E colocava finalmente aquele papel de parede que eu quero ter tanto na parede da sala. E na parede do quarto.
Num mundo perfeito, eu conseguia ter tempo para fazer mais bijutarias. E para ter mais aulas de dança, que gosto tanto.
Num mundo perfeito, podia ir jantar fora sempre que me desse na real gana.
Num mundo perfeito podia entrar numa loja de roupa, e comprar aquele vestido que eu ando a namorar à tanto tempo.
Ou numa sapataria, e comprar aquelas sandálias que eu gosto.
Podia perder-me pelo Etsy, e comprar malas, e acessórios,
Num mundo perfeito, já tinha finalmente comparado uma máquina fotográfica.
E num mundo extra perfeito, dedicava-me quase a tempo inteiro a fazer bolos e sobremesas, e todas aquelas receitas que eu gosto tanto.
Mas não vivo num mundo perfeito.
Neste mundo imperfeito onde eu vivo, apenas sei que posso contar com o aqui e o agora.
Não tenho um emprego estável, não tenho subsidio de férias nem de Natal.
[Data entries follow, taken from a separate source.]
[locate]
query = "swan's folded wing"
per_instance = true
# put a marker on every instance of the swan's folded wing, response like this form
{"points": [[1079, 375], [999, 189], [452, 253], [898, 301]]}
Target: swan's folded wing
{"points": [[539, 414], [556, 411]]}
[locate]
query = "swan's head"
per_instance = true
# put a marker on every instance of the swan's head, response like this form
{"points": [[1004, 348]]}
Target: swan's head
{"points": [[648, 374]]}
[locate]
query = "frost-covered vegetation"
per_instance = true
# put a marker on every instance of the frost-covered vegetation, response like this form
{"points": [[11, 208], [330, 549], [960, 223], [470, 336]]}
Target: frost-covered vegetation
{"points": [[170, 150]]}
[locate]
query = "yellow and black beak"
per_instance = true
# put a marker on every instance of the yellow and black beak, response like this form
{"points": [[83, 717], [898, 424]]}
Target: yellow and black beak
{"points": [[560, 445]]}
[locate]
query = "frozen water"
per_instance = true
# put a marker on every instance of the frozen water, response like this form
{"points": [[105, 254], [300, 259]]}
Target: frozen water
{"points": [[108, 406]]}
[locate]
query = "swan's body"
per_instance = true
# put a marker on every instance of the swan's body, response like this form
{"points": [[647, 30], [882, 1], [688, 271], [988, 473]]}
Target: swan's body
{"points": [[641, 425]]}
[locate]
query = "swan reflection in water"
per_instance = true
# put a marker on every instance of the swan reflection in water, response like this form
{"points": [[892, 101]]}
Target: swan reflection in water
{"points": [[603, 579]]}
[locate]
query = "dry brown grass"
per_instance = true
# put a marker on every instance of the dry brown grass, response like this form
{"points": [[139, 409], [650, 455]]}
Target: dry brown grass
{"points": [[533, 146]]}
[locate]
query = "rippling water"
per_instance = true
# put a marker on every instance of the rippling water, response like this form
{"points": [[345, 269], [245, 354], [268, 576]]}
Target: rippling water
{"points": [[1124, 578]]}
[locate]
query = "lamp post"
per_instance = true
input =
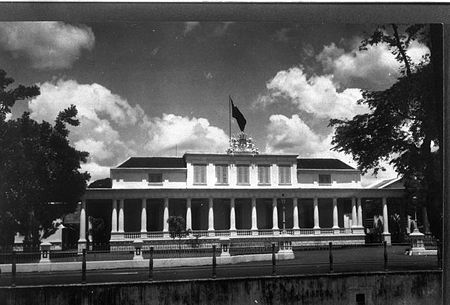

Nem seguro de saúde.
Mas tenho uma chefe fixolas, uma equipa supimpa e trabalhos aliciantes (ás vezes não são assim tão aliciantes, mas o saldo é positivo), e é isso que me faz levantar todos os dias com um até grande sorriso.
A segurança social "rouba-me" 159 euros todos os meses. Para eu ter direito a um sistema de saúde da treta. E para não ter direito a subsidio de desemprego caso "algo corra mal". E para quase de certeza absoluta não ter direito a uma reforma decente daqui a 35 anos quando for altura de me reformar. Já por nem falar que nem filhos posso pensar em ter... porque nem direito a baixa de maternidade eu tenho.
Neste mundo imperfeito, são poucos os dias que posso ir jantar fora. E mais raros os dias em que vou almoçar com os meus colegas. Trazer almoço de casa fica bem mais barato. E até mais saudável.
Há dois anos que não tenho máquina fotográfica. E ainda vão faltar muitos mais ate voltar a ter uma.
Neste mundo real, a casa-de-banho continua por arranjar, a torneira vai ter que continuar remendada e as paredes despidas, há espera de papel.
Viajar ou ter férias é uma realidade tal longínqua como Marte. Ou até um pouco mais além disso.
O mundo perfeito/sonhado versus o mundo real.
Dizem que somos aquilos fazemos, e não aquilo que temos.
Eu faço muito. Mas tenho muito pouco.
E este não é, decididamente, o sonho com que sonhei que iria ser a minha vida.